On the other hand, I'm no longer so dependant on my bike for daily transportation, so I don't have to be quite so obsessive on this point. More poetic options are tempting. As with so many things, brains are the most important thing, but that doesn't mean I'm blind to beauty.
As I alluded to earlier, I've been fascinated by the sheer beauty of the Moto Guzzi V11. The Guzzi speaks not only to a sculptural aesthetic, but to an engineering aesthetic as well. The transverse V-twin engine is unique to the Guzzi marque and has a "yes it's weird but consider the advantages" charm, like the Wankel rotary engine, a kneeling chair, or my computer keyboard. I'm a sucker for that stuff.
So I dropped in to Munroe Motors to have a look. And the V11 is indeed gorgeous beyond words. And as expensive as the BMW. And racier than I really want or need. And bigger than I want or need. And doesn't have the little comforts of the BMW, like the hot grips or anti-lock brakes. So for that money, I'd go for the BMW.
But while I was there I got a look at the Guzzi Breva 750. I don't have a good photo of my own, so you'll have to settle for this publicity photo of the same make and color.
Though I don't know how helpful that is. I didn't really take to photos of the Breva when I saw them on the Moto Guzzi website, but in the flesh --- er, steel ... aluminum ... composite stuff --- the bike is quite lovely, if not quite so stunning as the V11. To a biker's eye, at least, it's distinctive-looking in a good Moto Guzzi kind of way. More importantly, it is smaller and a third less expensive than the V11, if actually a bit less bike than I was imagining getting.
So I looked at some reviews on the web. They were positive, though hardly glowing. Reviewers for motorcycle magazines are people who ride obsessively and want to try a lot of different bikes, and so they like performance, performance, and performance. Most reviews said something about "a good, fun bike for first-time riders." But at the risk of the other bikers calling me a sissy, they said that for what I saw as all the right reasons: comfort, versatility, and reliability.
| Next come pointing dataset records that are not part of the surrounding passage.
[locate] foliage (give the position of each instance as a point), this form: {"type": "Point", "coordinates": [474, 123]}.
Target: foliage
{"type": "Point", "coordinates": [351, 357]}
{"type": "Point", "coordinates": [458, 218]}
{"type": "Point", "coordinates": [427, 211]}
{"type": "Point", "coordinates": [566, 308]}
I stopped back at Munroe and asked for a test ride.
She was light! At 420 pounds dry, the Guzzi is 40 pounds lighter than Kate, which doesn't sound like much but feels like a lot. I think having a lower center of gravity must also contribute to that, not only in the way the engine is mounted but also in being all-around lower and smaller. The BMW is higher and heavier than the Nighthawk; this was the opposite, and rolling down city streets I felt as though I could have weaved between the cars like an action movie hero. She didn't have quite so much power as I expected --- in her prime, I think Kate had a few more horses than the Breva --- but part of that is probably the relatively narrow powerband. Keeping her revs where they needed to be, I could move plenty well ... and paying attention to that stuff is fun.
MKB, with his shiny new zip-zip GSX-R, will probably laugh when he reads this stuff. His bike is 65 pounds lighter still, has its center of gravity about eight inches off the ground, and delivers a bit more than twice the horsepower. But because of the sportbike hunched-over riding position, his wrists hurt. Mine don't. While his bike's engine goes buzz-buzz-buzz, the Guzzi's sings.
It felt good sitting on her. I bought the bike. I'm a happy man.
Now I just have to figure out what her name is. My original plan was that my next bike would be named after Lauren Bacall, Betty for short. (Ms. Bacall's birth name was Betty, and she still used the name with friends after she took "Lauren" for the screen.) When I realized I was buying an Italian bike, I thought maybe she needed to be Sophia Loren. I know, Katherine Hepburn wasn't Japanese, but my Nighthawk is red, so don't argue my logic. But "Sophia" doesn't sound right either, so now I don't know.
Another ride, and I'm sure she'll tell me.